The panel data models can be grouped into several categories depending on the structure of the error term. The PANEL procedure uses the following error structures and the corresponding methods to analyze data:
one-way and two-way models
fixed-effects, random-effects, and hybrid models
autoregressive models
moving average models
A one-way model depends only on the cross section to which the observation belongs. A two-way model depends on both the cross section and the time period to which the observation belongs.
Apart from the possible one-way or two-way nature of the effect, the other dimension of difference between the possible specifications is the nature of the cross-sectional or time-series effect. The models are referred to as fixed-effects models if the effects are nonrandom and as random-effects models otherwise.

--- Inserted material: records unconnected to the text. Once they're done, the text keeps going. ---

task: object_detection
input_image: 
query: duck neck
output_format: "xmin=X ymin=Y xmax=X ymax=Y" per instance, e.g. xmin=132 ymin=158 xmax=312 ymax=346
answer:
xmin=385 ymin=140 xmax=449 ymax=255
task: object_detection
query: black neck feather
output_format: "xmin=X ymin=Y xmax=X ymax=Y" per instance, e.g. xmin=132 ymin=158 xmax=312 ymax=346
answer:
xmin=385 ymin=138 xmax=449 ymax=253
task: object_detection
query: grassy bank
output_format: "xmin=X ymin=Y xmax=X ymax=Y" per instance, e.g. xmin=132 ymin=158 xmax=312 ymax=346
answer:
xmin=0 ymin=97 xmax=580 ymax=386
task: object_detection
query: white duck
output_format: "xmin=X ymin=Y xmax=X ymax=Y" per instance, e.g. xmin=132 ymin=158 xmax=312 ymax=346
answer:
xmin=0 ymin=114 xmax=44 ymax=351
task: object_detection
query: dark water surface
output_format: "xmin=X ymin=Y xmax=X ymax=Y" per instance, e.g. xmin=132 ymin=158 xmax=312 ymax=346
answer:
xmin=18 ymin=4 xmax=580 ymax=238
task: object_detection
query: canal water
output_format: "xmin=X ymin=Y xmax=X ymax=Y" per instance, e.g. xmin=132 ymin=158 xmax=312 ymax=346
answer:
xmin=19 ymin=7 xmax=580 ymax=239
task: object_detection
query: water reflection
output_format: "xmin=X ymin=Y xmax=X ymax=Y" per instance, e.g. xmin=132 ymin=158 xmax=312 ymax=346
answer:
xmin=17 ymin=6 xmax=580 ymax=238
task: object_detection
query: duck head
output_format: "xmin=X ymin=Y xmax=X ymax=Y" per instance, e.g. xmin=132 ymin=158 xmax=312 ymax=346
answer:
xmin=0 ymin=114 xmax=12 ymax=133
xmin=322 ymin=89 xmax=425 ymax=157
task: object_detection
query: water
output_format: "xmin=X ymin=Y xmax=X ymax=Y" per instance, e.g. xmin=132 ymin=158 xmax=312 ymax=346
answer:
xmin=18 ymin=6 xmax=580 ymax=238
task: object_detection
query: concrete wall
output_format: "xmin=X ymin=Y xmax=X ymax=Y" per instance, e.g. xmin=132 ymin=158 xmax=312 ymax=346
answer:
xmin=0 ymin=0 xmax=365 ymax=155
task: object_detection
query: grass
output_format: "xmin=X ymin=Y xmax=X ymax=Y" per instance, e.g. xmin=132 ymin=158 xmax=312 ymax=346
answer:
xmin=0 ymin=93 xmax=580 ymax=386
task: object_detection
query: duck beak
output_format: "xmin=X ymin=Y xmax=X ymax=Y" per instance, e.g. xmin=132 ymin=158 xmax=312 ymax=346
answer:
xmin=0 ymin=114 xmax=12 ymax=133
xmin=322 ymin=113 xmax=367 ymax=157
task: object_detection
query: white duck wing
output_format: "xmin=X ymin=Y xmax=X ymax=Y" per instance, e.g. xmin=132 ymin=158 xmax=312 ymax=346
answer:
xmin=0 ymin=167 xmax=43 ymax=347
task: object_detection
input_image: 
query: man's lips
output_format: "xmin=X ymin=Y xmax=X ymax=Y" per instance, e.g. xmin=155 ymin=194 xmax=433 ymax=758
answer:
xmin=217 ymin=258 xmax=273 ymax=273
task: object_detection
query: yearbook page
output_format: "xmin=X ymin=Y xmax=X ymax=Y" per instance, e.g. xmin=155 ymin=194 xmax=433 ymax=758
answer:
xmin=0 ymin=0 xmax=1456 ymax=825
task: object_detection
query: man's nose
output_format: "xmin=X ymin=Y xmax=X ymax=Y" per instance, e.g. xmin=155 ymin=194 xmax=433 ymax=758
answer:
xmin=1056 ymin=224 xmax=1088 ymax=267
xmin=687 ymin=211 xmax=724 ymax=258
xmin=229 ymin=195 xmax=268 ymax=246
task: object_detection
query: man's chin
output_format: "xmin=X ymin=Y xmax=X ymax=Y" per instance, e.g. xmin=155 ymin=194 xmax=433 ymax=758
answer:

If the effects are fixed, the models are essentially regression models with dummy variables that correspond to the specified effects. For fixed-effects models, ordinary least squares (OLS) estimation is the best linear unbiased estimator. Random-effects models use a two-stage approach. In the first stage, variance components are calculated by using methods described by: Fuller and Battese (1974); Wansbeek and Kapteyn (1989); Wallace and Hussain (1969); Nerlove (1971). In the second stage, variance components are used to standardize the data, and ordinary least squares (OLS) regression is performed.
Random effects models are more efficient than fixed effects models, and they have the ability to estimate effects for variables that do not vary within cross sections. The cost of these added features is that random effects models carry much more stringent assumptions than their fixed-effects counterparts. The PANEL procedure supports models that blend the desirable features of both random and fixed effects. These hybrid models are those by Hausman and Taylor (1981) and Amemiya and MaCurdy (1986).
Two types of models in the PANEL procedure accommodate an autoregressive structure: The Parks method estimates a first-order autoregressive model with contemporaneous correlation, and the dynamic panel estimator estimates an autoregressive model with lagged dependent variable.
The Da Silva method estimates a mixed variance-component moving-average error process. The regression parameters are estimated by two-step generalized least squares (GLS).
The PANEL procedure enhances the features that were previously implemented in the TSCSREG procedure. The following list shows the most important additions.
You can fit models for dynamic panel data using the generalized method of moments (GMM).
The Hausman-Taylor and Amemiya-MaCurdy estimators offer a compromise between fixed and random effects estimation in models where some variables are correlated with individual effects.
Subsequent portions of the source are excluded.